Freedom’s Painful Price

Bombarding Tahrir Square, just after the resigning of Egyptian President Mubarak, countless women activists were arrested and stripped of their confidence in the Egyptian Army.

Reporter Nicholas D. Kristof for New York Times breaks down the story of a young women named Salwa al-Housiny Gouda who was arrested for her outrage against President Mubarak. The 20-year-old hair dresser was fighting for her and her peoples rights, and what she got was hers taken away. After her arrest along with 18 other women, the army who has taken the role of the police, beat and physically and emotionally abused these women. The women were held for a few days and on the second day they were forced to strip naked and have a virginity test in a public area.
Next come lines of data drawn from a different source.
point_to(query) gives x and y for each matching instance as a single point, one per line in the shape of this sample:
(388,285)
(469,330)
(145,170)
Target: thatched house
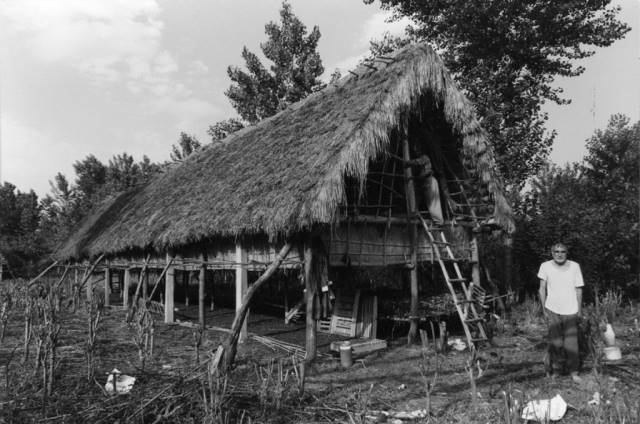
(340,176)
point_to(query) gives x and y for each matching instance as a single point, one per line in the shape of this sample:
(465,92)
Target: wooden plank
(361,346)
(241,286)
If the test was failed, the women were going to be charged for being prostitutes. Humiliated and betrayed by the army, people wonder if the Egyptian revolution has gone too far.

Kristof does a worthy job of presenting the visual picture to the audience. Supplying the listener with a few but detailed background sentences, keeping it short and sweet, then cutting right to the interview with the young activist.

The interview with Gouda is description and sentimental forcing the emotion on the listener. Kristof also uses a deep soft monotone voice to set the mood for the sorrowful story.

Kristof uses simple camera quality but still presenting his story in an impact full manor. Cutting to video clips and vivid imagery the video follows his script perfectly. Overall, Kristof does a pretty good job of presenting the detailed story into a short but informative broadcast video.